Despite the cold, he started to sweat, raising his gloved hand to wipe his upper lip. The flak jacket and the body armour encumbered his movements, and he was aware of Ben walking in the same robotic way. They passed graffitied walls whose scribblings they couldn’t read, and then a block of flats with all its windows shattered, shards of glass lying in the slush around the chained gates. Despite the chains, people still lived here. He was aware of eyes all round them, of ears straining to listen as their feet slithered through the slush. In places the snow covered pieces of rubble. He was intensely aware of Ben, of the gleam of his eyes and teeth, of his body as a source of heat in the cold dark, almost as if the brain, deprived of vision, developed a kind of thermal-imaging technique. Far away to the right, in the darkness, snipers waited for somebody desperate enough for heating, or water, or food, to break cover and step out into the road.
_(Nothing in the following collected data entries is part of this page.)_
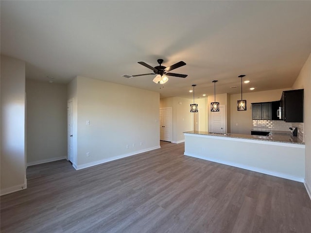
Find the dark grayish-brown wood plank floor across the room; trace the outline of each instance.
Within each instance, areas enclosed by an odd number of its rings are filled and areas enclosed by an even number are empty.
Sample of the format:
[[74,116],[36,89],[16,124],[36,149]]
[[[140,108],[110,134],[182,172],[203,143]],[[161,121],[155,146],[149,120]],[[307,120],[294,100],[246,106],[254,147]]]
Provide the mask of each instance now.
[[1,233],[310,233],[303,183],[184,156],[184,144],[76,171],[27,168]]

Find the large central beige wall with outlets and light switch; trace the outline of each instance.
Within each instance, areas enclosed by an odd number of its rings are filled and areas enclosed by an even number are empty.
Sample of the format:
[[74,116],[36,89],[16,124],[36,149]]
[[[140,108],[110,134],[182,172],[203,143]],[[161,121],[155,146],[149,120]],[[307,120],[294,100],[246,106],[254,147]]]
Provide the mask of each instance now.
[[159,148],[159,93],[81,76],[72,82],[77,169]]

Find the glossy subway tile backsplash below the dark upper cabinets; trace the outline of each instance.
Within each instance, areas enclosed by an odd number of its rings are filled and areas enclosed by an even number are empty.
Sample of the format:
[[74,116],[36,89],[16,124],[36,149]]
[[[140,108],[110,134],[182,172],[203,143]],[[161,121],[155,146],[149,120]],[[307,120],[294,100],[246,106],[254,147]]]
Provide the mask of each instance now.
[[253,120],[253,129],[289,131],[290,127],[297,128],[297,137],[303,141],[304,123],[290,123],[282,120]]

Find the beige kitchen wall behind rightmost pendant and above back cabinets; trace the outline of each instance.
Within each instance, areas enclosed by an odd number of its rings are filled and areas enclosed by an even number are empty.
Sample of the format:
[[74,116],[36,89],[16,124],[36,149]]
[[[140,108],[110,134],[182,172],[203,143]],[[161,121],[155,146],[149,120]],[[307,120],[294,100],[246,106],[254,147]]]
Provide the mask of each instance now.
[[230,125],[231,133],[250,134],[252,129],[252,106],[251,103],[269,102],[280,100],[282,91],[287,89],[277,89],[270,91],[259,91],[243,93],[243,100],[246,100],[246,111],[237,110],[237,101],[241,100],[241,94],[231,95]]

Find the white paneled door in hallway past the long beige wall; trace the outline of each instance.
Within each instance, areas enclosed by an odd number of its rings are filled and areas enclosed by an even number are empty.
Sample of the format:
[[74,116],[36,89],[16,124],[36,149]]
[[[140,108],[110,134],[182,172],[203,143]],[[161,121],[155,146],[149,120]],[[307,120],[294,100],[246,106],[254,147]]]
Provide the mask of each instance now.
[[[160,140],[172,142],[173,140],[172,108],[160,109],[160,115],[162,116],[162,125],[160,124]],[[161,129],[163,131],[162,139],[161,139]]]

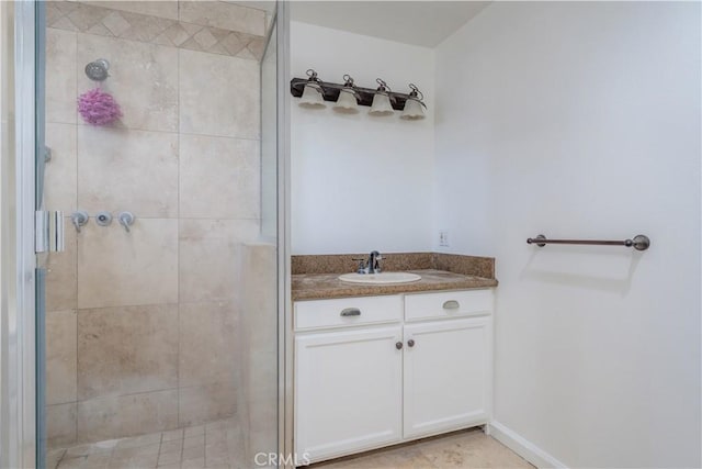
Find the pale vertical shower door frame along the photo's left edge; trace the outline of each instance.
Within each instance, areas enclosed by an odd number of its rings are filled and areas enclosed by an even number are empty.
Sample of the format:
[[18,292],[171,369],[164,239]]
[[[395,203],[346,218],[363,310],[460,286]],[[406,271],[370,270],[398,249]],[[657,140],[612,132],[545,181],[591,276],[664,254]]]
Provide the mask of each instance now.
[[0,464],[31,468],[36,466],[37,449],[34,245],[37,4],[19,1],[14,2],[14,9],[15,310],[2,317],[2,340],[7,344],[2,346]]

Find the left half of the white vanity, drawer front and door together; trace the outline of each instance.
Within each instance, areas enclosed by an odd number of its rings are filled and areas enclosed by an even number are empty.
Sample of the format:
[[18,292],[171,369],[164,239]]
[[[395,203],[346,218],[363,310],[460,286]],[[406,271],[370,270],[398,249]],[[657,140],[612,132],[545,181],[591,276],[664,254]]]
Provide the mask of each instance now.
[[400,442],[403,298],[304,301],[294,314],[298,457],[317,461]]

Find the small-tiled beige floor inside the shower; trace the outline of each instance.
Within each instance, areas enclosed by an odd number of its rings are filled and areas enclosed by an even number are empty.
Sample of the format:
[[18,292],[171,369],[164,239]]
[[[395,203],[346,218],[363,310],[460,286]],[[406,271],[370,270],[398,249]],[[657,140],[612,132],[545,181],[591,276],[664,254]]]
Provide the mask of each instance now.
[[234,418],[132,438],[49,449],[48,469],[248,468]]

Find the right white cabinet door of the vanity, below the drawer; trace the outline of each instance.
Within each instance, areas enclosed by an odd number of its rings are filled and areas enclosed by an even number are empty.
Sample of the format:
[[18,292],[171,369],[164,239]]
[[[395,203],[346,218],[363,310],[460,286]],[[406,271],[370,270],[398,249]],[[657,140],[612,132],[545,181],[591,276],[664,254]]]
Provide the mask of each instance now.
[[476,317],[405,326],[405,438],[488,421],[490,324]]

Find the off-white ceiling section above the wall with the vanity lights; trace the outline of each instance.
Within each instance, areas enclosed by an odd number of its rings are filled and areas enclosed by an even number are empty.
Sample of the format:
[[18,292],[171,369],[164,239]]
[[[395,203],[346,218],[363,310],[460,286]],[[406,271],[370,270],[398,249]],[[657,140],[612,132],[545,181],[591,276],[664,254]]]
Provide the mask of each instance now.
[[291,19],[405,44],[435,47],[489,1],[293,1]]

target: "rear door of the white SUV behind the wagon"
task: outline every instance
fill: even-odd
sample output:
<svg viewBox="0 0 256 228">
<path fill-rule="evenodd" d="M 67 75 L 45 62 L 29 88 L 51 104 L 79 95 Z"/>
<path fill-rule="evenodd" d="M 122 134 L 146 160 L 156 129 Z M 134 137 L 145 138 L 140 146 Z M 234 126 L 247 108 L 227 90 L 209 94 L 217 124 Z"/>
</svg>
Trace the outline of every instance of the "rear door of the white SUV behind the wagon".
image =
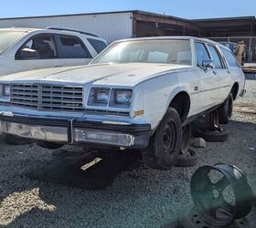
<svg viewBox="0 0 256 228">
<path fill-rule="evenodd" d="M 60 57 L 66 66 L 87 65 L 92 56 L 78 36 L 57 35 Z"/>
</svg>

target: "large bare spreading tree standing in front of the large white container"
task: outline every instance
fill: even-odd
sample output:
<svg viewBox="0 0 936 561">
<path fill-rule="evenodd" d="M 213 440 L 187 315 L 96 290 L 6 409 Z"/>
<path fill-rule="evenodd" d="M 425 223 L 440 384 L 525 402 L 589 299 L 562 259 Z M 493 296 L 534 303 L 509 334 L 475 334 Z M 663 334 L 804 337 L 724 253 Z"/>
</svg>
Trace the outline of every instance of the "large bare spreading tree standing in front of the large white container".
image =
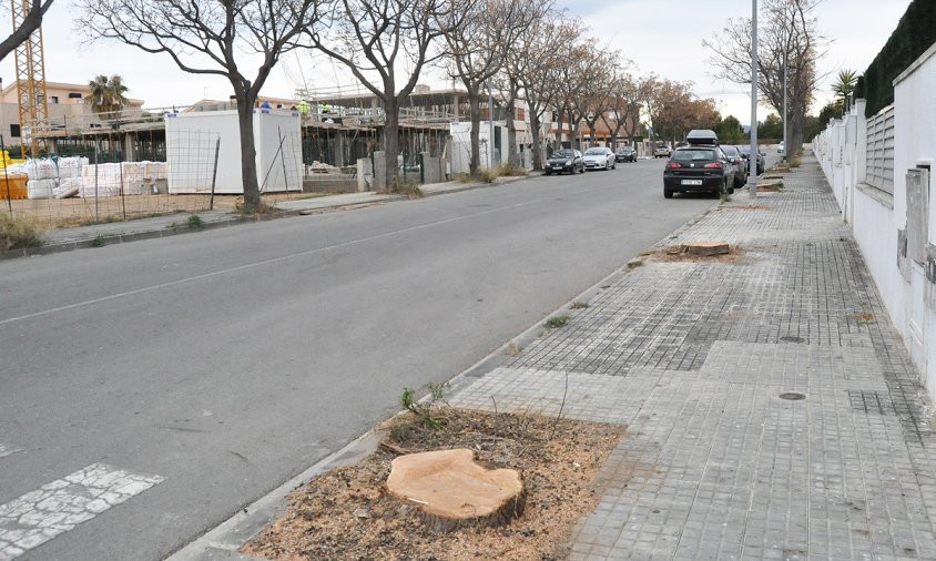
<svg viewBox="0 0 936 561">
<path fill-rule="evenodd" d="M 78 0 L 80 29 L 94 41 L 116 39 L 165 53 L 192 74 L 221 75 L 237 100 L 244 207 L 261 204 L 254 105 L 269 72 L 295 39 L 318 20 L 318 0 Z M 260 57 L 250 78 L 251 57 Z"/>
</svg>

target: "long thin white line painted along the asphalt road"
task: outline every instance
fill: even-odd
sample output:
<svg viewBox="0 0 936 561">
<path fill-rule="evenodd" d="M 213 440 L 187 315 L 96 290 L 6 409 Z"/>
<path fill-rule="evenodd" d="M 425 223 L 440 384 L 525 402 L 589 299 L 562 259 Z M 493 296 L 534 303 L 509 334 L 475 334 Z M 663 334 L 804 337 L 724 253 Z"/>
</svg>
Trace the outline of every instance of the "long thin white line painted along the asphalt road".
<svg viewBox="0 0 936 561">
<path fill-rule="evenodd" d="M 186 284 L 186 283 L 192 283 L 194 280 L 202 280 L 202 279 L 205 279 L 205 278 L 212 278 L 212 277 L 215 277 L 215 276 L 218 276 L 218 275 L 226 275 L 228 273 L 236 273 L 238 271 L 246 271 L 246 269 L 254 268 L 254 267 L 261 267 L 263 265 L 269 265 L 269 264 L 273 264 L 273 263 L 281 263 L 281 262 L 289 261 L 289 259 L 295 258 L 295 257 L 302 257 L 302 256 L 305 256 L 305 255 L 315 255 L 317 253 L 324 253 L 324 252 L 328 252 L 328 251 L 332 251 L 332 249 L 338 249 L 338 248 L 342 248 L 342 247 L 348 247 L 348 246 L 352 246 L 352 245 L 363 244 L 363 243 L 366 243 L 366 242 L 373 242 L 375 239 L 391 237 L 391 236 L 395 236 L 395 235 L 398 235 L 398 234 L 405 234 L 405 233 L 408 233 L 408 232 L 417 232 L 417 231 L 429 228 L 429 227 L 433 227 L 433 226 L 439 226 L 439 225 L 442 225 L 442 224 L 449 224 L 449 223 L 452 223 L 452 222 L 459 222 L 459 221 L 465 221 L 465 220 L 468 220 L 468 218 L 474 218 L 474 217 L 480 216 L 482 214 L 490 214 L 490 213 L 495 213 L 495 212 L 509 211 L 509 210 L 517 208 L 517 207 L 520 207 L 520 206 L 528 206 L 528 205 L 531 205 L 531 204 L 540 203 L 542 201 L 545 201 L 545 198 L 535 200 L 535 201 L 527 201 L 525 203 L 518 203 L 518 204 L 513 204 L 513 205 L 510 205 L 510 206 L 501 206 L 501 207 L 492 208 L 492 210 L 489 210 L 489 211 L 481 211 L 481 212 L 477 212 L 477 213 L 472 213 L 472 214 L 466 214 L 464 216 L 456 216 L 454 218 L 446 218 L 446 220 L 441 220 L 441 221 L 430 222 L 428 224 L 419 224 L 417 226 L 409 226 L 409 227 L 405 227 L 405 228 L 395 230 L 395 231 L 391 231 L 391 232 L 384 232 L 383 234 L 375 234 L 373 236 L 362 237 L 362 238 L 358 238 L 358 239 L 349 239 L 347 242 L 340 242 L 340 243 L 333 244 L 333 245 L 329 245 L 329 246 L 326 246 L 326 247 L 318 247 L 316 249 L 307 249 L 307 251 L 304 251 L 304 252 L 291 253 L 288 255 L 283 255 L 283 256 L 279 256 L 279 257 L 271 257 L 268 259 L 263 259 L 263 261 L 258 261 L 258 262 L 255 262 L 255 263 L 247 263 L 247 264 L 244 264 L 244 265 L 237 265 L 235 267 L 228 267 L 228 268 L 224 268 L 224 269 L 221 269 L 221 271 L 213 271 L 211 273 L 205 273 L 203 275 L 195 275 L 195 276 L 191 276 L 191 277 L 186 277 L 186 278 L 180 278 L 177 280 L 170 280 L 167 283 L 160 283 L 160 284 L 156 284 L 156 285 L 152 285 L 152 286 L 144 286 L 144 287 L 141 287 L 141 288 L 135 288 L 133 290 L 128 290 L 128 292 L 118 293 L 118 294 L 111 294 L 111 295 L 108 295 L 108 296 L 103 296 L 101 298 L 94 298 L 94 299 L 84 300 L 84 302 L 77 302 L 74 304 L 69 304 L 69 305 L 65 305 L 65 306 L 59 306 L 57 308 L 51 308 L 51 309 L 44 309 L 42 312 L 35 312 L 35 313 L 32 313 L 32 314 L 27 314 L 24 316 L 0 319 L 0 325 L 7 325 L 7 324 L 16 323 L 16 322 L 22 322 L 24 319 L 32 319 L 34 317 L 48 316 L 49 314 L 57 314 L 59 312 L 68 312 L 70 309 L 80 308 L 80 307 L 84 307 L 84 306 L 91 306 L 93 304 L 100 304 L 102 302 L 110 302 L 110 300 L 114 300 L 114 299 L 118 299 L 118 298 L 124 298 L 126 296 L 134 296 L 134 295 L 138 295 L 138 294 L 147 293 L 147 292 L 151 292 L 151 290 L 157 290 L 160 288 L 167 288 L 170 286 L 177 286 L 177 285 Z"/>
</svg>

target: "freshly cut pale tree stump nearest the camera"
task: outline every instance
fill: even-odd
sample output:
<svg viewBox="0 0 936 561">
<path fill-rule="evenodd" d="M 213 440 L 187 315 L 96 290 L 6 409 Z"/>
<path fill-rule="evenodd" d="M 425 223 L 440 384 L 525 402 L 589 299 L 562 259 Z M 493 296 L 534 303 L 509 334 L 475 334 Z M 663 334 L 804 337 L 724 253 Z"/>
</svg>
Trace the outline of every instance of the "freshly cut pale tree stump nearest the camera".
<svg viewBox="0 0 936 561">
<path fill-rule="evenodd" d="M 439 531 L 500 526 L 523 513 L 526 491 L 512 469 L 486 469 L 466 448 L 400 456 L 391 462 L 387 489 L 417 506 Z"/>
</svg>

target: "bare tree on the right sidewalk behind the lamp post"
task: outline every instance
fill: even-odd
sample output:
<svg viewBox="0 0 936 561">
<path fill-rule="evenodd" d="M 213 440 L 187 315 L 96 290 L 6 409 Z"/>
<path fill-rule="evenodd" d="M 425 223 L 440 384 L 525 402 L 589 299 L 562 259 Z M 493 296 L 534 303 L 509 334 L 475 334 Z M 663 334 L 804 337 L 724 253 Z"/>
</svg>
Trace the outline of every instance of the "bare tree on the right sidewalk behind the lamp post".
<svg viewBox="0 0 936 561">
<path fill-rule="evenodd" d="M 798 152 L 803 144 L 806 111 L 823 78 L 816 68 L 825 54 L 826 41 L 820 34 L 813 16 L 820 1 L 765 0 L 765 18 L 759 29 L 757 89 L 762 102 L 781 114 L 786 91 L 790 154 Z M 712 53 L 710 62 L 716 69 L 718 78 L 739 84 L 751 83 L 750 19 L 729 20 L 720 37 L 703 44 Z"/>
</svg>

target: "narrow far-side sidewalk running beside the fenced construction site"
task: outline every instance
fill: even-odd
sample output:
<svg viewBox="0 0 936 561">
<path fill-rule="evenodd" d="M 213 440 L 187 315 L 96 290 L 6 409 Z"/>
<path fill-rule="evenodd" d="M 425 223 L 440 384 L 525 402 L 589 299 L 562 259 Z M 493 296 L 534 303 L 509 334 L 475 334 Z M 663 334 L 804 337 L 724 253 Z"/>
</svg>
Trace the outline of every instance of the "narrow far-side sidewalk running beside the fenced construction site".
<svg viewBox="0 0 936 561">
<path fill-rule="evenodd" d="M 458 193 L 460 191 L 468 191 L 472 188 L 503 185 L 523 178 L 526 177 L 499 177 L 495 183 L 446 182 L 423 185 L 421 188 L 426 196 L 434 196 Z M 375 192 L 364 192 L 325 195 L 295 201 L 282 201 L 276 204 L 276 210 L 279 212 L 273 214 L 271 217 L 292 216 L 333 208 L 355 207 L 405 200 L 407 200 L 405 195 L 386 195 Z M 200 226 L 196 228 L 189 226 L 189 218 L 194 215 L 197 215 L 200 218 Z M 125 222 L 110 222 L 105 224 L 93 224 L 73 228 L 52 230 L 42 233 L 42 246 L 27 249 L 13 249 L 0 255 L 0 258 L 41 255 L 78 249 L 81 247 L 92 247 L 95 245 L 110 245 L 138 239 L 147 239 L 152 237 L 194 233 L 202 230 L 250 223 L 255 220 L 255 217 L 243 216 L 234 211 L 218 210 L 177 213 Z"/>
</svg>

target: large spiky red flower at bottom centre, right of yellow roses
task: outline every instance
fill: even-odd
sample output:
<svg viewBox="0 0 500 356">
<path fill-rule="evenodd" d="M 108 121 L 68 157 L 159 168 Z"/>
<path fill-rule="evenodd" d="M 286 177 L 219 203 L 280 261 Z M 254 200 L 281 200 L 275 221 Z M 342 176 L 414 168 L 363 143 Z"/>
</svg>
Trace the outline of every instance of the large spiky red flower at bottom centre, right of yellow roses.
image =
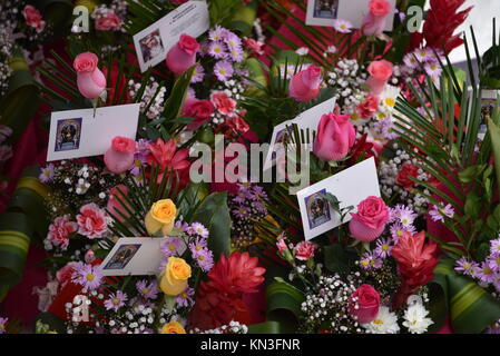
<svg viewBox="0 0 500 356">
<path fill-rule="evenodd" d="M 209 280 L 199 285 L 196 305 L 189 315 L 190 326 L 210 329 L 232 320 L 252 324 L 243 294 L 258 291 L 265 271 L 258 266 L 258 258 L 248 253 L 235 251 L 228 258 L 222 255 L 208 273 Z"/>
</svg>

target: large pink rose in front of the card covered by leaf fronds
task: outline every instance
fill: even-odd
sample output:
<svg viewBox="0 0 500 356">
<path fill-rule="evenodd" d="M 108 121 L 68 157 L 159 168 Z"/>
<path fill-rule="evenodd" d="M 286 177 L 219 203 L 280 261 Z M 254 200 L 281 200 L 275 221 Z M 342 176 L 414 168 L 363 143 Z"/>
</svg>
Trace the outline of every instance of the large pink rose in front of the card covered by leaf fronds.
<svg viewBox="0 0 500 356">
<path fill-rule="evenodd" d="M 349 115 L 323 115 L 317 126 L 313 151 L 324 160 L 341 160 L 354 145 L 356 132 Z"/>
</svg>

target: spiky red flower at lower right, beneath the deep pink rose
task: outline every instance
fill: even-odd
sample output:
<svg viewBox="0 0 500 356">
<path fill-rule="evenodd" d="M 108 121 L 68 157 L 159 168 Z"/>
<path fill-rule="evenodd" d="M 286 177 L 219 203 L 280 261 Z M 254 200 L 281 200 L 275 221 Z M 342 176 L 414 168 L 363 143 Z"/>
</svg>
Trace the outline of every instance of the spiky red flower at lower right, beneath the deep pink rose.
<svg viewBox="0 0 500 356">
<path fill-rule="evenodd" d="M 433 270 L 438 264 L 434 257 L 438 245 L 425 243 L 425 233 L 404 235 L 392 248 L 392 257 L 398 263 L 402 285 L 393 300 L 393 308 L 399 308 L 406 298 L 419 287 L 428 284 L 433 277 Z"/>
</svg>

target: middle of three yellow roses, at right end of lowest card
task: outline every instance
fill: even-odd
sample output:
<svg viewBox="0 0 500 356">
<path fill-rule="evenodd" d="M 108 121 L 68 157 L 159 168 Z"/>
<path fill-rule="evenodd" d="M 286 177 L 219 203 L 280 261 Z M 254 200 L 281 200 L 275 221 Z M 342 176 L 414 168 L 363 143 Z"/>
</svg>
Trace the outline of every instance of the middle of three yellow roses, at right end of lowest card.
<svg viewBox="0 0 500 356">
<path fill-rule="evenodd" d="M 168 257 L 167 266 L 159 275 L 159 288 L 168 296 L 176 297 L 187 288 L 190 266 L 182 258 Z"/>
</svg>

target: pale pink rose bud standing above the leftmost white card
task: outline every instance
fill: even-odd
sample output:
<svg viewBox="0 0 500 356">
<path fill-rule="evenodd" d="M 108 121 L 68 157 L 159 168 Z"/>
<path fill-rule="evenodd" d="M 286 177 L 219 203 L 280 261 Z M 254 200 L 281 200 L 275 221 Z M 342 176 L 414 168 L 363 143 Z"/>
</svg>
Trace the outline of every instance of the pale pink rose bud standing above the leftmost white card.
<svg viewBox="0 0 500 356">
<path fill-rule="evenodd" d="M 97 68 L 95 53 L 84 52 L 75 58 L 72 67 L 77 71 L 77 85 L 80 93 L 88 99 L 99 98 L 106 89 L 106 77 Z"/>
</svg>

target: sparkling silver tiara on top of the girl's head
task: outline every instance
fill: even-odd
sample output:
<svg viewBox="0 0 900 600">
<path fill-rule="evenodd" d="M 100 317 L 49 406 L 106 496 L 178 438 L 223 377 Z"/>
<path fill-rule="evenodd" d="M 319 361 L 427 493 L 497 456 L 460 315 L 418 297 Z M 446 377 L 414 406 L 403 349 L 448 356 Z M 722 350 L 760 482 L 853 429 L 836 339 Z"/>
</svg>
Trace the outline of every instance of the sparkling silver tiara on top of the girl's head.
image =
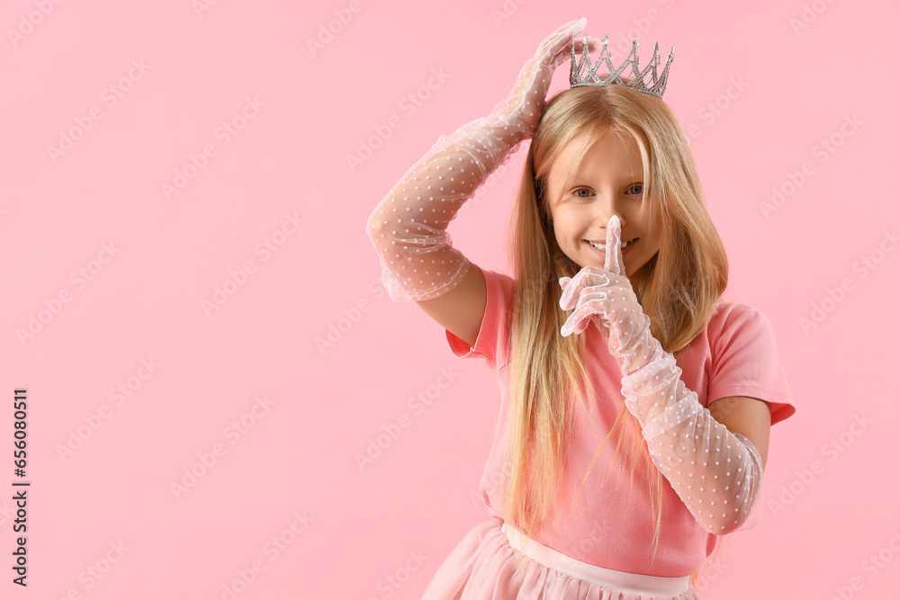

As they approached the crossroads, he turned in his lumbering moon walk to Ben and pointed him deeper into the shadow of the building. Scuffing their shoulders, they scaled along the wall, then stopped for breath, side by side now, leaning against a door while they nerved themselves to face the dash across the open road. For two or three seconds they would be dark shapes against the glimmering whiteness.

‘Well?’ Ben whispered.

Stephen nodded, and braced himself against the door, which gave way under his weight so that he staggered back into the stairwell of the building. Ben followed, stopping when he was safely inside to examine the lock that had been smashed.

A flight of stairs led up into the dark. A scuffle from above, a sense of pricked ears and eyes watching. Ben produced a torch from his pocket, cupped his hand around the light, and shone it over the walls, so that they saw the dank passage and threadbare carpet veiled in his blood. His fingers were dark shadows in the ruby skin, like an X-ray, Stephen thought, and that red glow spread over the walls. Splinters of glass lying on the stairs had been crunched to a fine powder in the centre of the treads. Upstairs, the scuffling started again.

‘Up there,’ Ben whispered, pointing. He started to move towards the stairs.

Stephen caught his arm. ‘No, come on, leave it.’

Ben pressed on, not shaking him off, just quietly disengaging himself. Reluctantly, Stephen followed.

A smell of mould met them at the top of the first flight, and the red torchlight revealed fungus growing on a damp patch of plaster. Then other smells took over: the musty smell of old carpets covered in dog hairs, the burnt toast smell of dried urine on mattresses, and finally a smell Stephen fought against recognizing.

In a corner of the landing, away from the danger of flying glass, a girl huddled on a mattress. She didn’t speak or cry out or try to get away. Ben swung the beam along the wall until it found her face. Eyes wide open, skirt bunched up around her waist, her splayed thighs enclosing a blackness of blood and pain.